5 L’esistenza monotona e sempre uguale a se stessa ("l’ore uguali, strette in trama") è sconvolta dal suono dei tuoni, simile a quello delle nacchere.
6 un’altra orbita: un’alternativa all’insensatezza dell’esistenza.
7 Immergersi nella natura quando questa manifesta il suo volto più terribile potrebbe significare, per Arsenio, la possibilità di scampare alla condizione di morte in vita.
8 immoto andare: l’ossimoro dà conto della condizione di non-vita fin troppo nota al protagonista.
9 Canicola: Sirio, costellazione del Cane minore, in realtà non è visibile nella stagione estiva: si tratta pertanto di un errore.
10 dirama: è il disegno che produce la luce del fulmine in cielo.
11 Lo scoppio del tuono fa tutt’uno con il suono delle orchestre tzigane.

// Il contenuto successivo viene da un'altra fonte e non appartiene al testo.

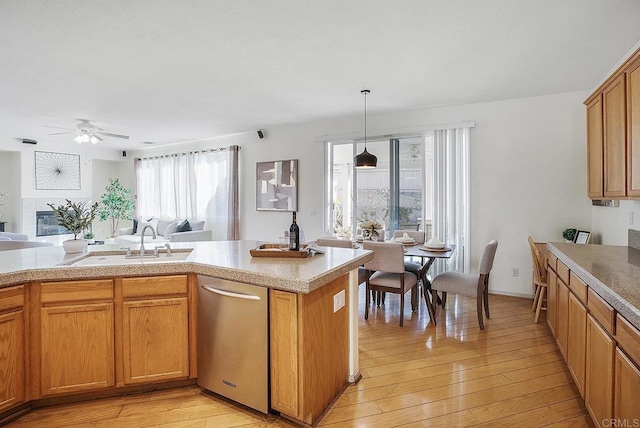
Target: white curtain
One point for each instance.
(451, 183)
(193, 185)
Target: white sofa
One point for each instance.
(165, 232)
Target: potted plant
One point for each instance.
(117, 204)
(75, 217)
(569, 234)
(90, 237)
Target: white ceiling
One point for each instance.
(168, 71)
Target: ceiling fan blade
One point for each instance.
(108, 134)
(58, 127)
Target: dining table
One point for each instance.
(427, 256)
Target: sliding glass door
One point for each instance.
(393, 194)
(421, 183)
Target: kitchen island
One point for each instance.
(43, 294)
(593, 311)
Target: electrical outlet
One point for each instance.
(338, 301)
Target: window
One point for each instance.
(196, 185)
(421, 183)
(392, 193)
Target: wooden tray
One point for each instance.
(435, 250)
(273, 250)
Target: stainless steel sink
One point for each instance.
(121, 259)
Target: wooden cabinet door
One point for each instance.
(627, 388)
(552, 292)
(77, 350)
(562, 317)
(12, 359)
(577, 341)
(633, 129)
(594, 149)
(155, 339)
(599, 372)
(283, 318)
(614, 108)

12 discendi: ripete l’imperativo del v. 13. La discesa verso il mare si fa più rapida, assume i tratti di un’esigenza pressante.
13 giunco: la metafora vegetale, già in Mediterraneo, si sviluppa lungo tutta la strofa.
14 Attraverso la metafora vegetale Montale dispiega la contraddizione che alberga nell’animo umano, proteso verso l’annichilimento e al contempo così attaccato alla vita.
15 L’onda porta qui con sé il prepotente ritorno degli aspetti più vacui e inconsistenti dell’esistenza: è proprio la reimmersione in questa “ghiacciata moltitudine dei morti” a far prendere atto Arsenio del fallimento della sua impresa.
16 La solidarietà tra uomini sembra per un attimo allontanare il "male di vivere". Si tratta però di un’illusione: siamo in un contesto radicalmente diverso dalla “confederazione di uomini” auspicata con positivo slancio dall’ultimo Leopardi nella Ginestra. L’ipotesi dell’orbita altra è cancellata, spazzata via come cenere nell’universo.